Entre le contexte familial et l’environnement politico-historique dans lesquels elle grandit, Anka aura peu d’occasions de voir la vie du bon côté, seules quelques rencontres plus ou moins fugaces apporteront un peu de répit à son existence. C’est en écoutant une série de cassettes sur lesquelles la jeune femme a laissé le récit de sa vie que Karen prendra conscience que certains humains possèdent d’incroyables capacités à se comporter comme des monstres.

On l’a dit, l’ouvrage est dense, au dessin comme au scénario, mais il constitue une plongée saisissante dans un univers unique, une véritable expérience de lecture, dont on attendra avec avidité le prochain volume, qui, on n’en doute pas un instant, devrait confirmer ce sentiment d’avoir eu dans les mains une œuvre comme on en croise peu dans une vie, classique instantané à ranger aux côtés de Maus ou Persépolis par exemple.

Yann.

 

 

Né d’aucune femme, Franck Bouysse (La manufacture de livres) par Aurélie (parution janvier 2019)

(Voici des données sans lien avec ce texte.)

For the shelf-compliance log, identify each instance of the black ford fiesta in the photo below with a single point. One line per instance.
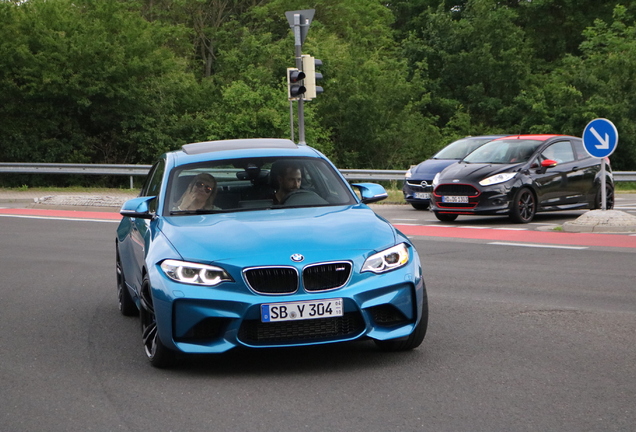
(520, 176)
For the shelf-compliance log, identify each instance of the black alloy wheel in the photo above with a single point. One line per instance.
(156, 352)
(445, 217)
(127, 306)
(524, 206)
(420, 206)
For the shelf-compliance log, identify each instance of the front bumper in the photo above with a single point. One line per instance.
(493, 200)
(194, 319)
(417, 191)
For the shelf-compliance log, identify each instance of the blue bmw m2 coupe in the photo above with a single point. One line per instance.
(262, 243)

Résultat de recherche d'images pour "né d'aucune femme"Tout commence comme dans un conte, un conte bien loin des adaptations de Disney, proche des originaux du genre, avec pauvreté, ruse, cruauté et violence à souhait. La construction est splendide, l’auteur se jouant du lecteur qui pense très vite deviner comment les choses se mettent en place…
Les lecteurs qui suivent Franck Bouysse depuis ses débuts retrouveront tous les ingrédients qui font de ses livres des romans noir d’une sensibilité extrême. Je décèle pourtant dans celui-ci un petit truc en plus qui me fait le placer au-dessus des trois précédents. Il atteint une beauté telle dans l’écriture qu’elle m’a happée dès la ère page, impossible de stopper ma lecture, comme si mon destin était lié à celui de Rose.
C’est une lecture d’autant plus belle pour moi que j’étais passée complètement à côté de son précédent roman Glaise après avoir adoré ses premiers. Mais il en va ainsi en littérature, quand on est lié à une plume, on la suit quoi qu’il arrive et on sait que l’œuvre en cours nous réserve encore bien des surprises.
Bravo à Franck Bouysse et à La Manufacture de livres, grande découvreuse de talents !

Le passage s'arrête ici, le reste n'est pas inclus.